Tourisme

Les voyagistes veulent dépoussiérer leurs statuts

Nouveau modèle de gouvernance, formation, concurrence des OTA… voici les principales modifications souhaitées des statuts de la Fédération nationale des Agences de Voyage du Maroc.  


La Fédération nationale des Agences de Voyage du Maroc (FNAVAM) poursuit le chantier de mise à jour de ses statuts qui datent de 2006. Ainsi, suite à la création le 14 février 2019 de la Commission fédérale des Affaires juridiques et réglementaires chargée de cette mission, un rapport contenant plusieurs amendements vient d’être finalisé.

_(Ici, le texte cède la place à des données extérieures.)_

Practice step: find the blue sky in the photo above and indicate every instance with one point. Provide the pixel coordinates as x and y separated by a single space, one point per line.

« Cette commission s’est donnée pour objectif de doter la FNAVAM d’un nouveau modèle de gouvernance à même de relever les défis causés par la désintermédiation. La Fédération ne répond plus aux attentes de ses membres, qui sont avant tout les associations régionales elles-mêmes composées d’agences de voyages avec des business modèles différents et variés », soutiennent les membres de la commission. Ces derniers rappellent que la Fédération regroupe les agences réceptives, les agences spécialisées dans le MICE (Meetings, Incentives, Conferencing, Exhibitions), les agences dédiées au tourisme rural et de montagne, les agences distributrices de titres de transports (aériens et autres) et enfin, les plus nombreuses et les plus récentes, les agences de voyage du Hajj & Omra. « Cette dernière catégorie a fini par s’imposer au sein de la FNAVAM, ne laissant aucune place aux autres catégories pour s’exprimer et faire entendre leurs attentes et leurs doléances», notent les membres. 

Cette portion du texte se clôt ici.